Immortality Is Just a State of Mind

Img 1708

Jean-François Octave

1987

Other, 2 x (100 x 100 cm).
Materials:

Collection: Collection Province de Hainaut / Dépôt BPS22, Charleroi.

The diptych Immortality is Just a State of Mind was created on the return of the artist's trip to Moscow. It consists of a masculine figure, inspired by that of the heroic sailor depicted in the foreground of the painting La Défense de Sébastopol (1942) by the painter Alexandre Deïneka (1899-1969). Executed by Jean-François Octave in the illusion of a mosaic, the work refers to the monumental achievements of this Soviet painter, including that of the Mayakovskaya metro station in Moscow. A senestre, the sentence of the title is painted in capital letters, as an authoritative advertising slogan; it is derived from the famous song Just an Illusion, from the post-disco group Imagination, released in 1982, which was a planetary success.

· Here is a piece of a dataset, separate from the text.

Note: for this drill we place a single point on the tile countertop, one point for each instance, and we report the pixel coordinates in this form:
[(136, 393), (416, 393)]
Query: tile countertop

Emblematic of Octave's work, the work mixes references that are ideologically opposed: on the one hand, the hero-like staging of the defenders of Sevastopol against the Nazi invasion, in the classical register of Socialist Realism and, on the other hand, the apparent lightness of the pop reference, an illustration of capitalism exploiting all the stages of mass entertainment for commercial purposes; even though it contains forms of subversion (the disco subculture being the first ostensible stage for homosexuality). The artist also highlights the eroticism of this young man with a muscular body, emphasising that the working man’s imagery by Socialist Realism exudes a certain (homo) sexual idealisation of the male body. This (homo)sexual idealisation is also one of the powers behind disco music... By associating these two opposing ideological conceptions, Jean-François Octave emphasises the same use of the sexual realm, on both sides of the old iron curtain.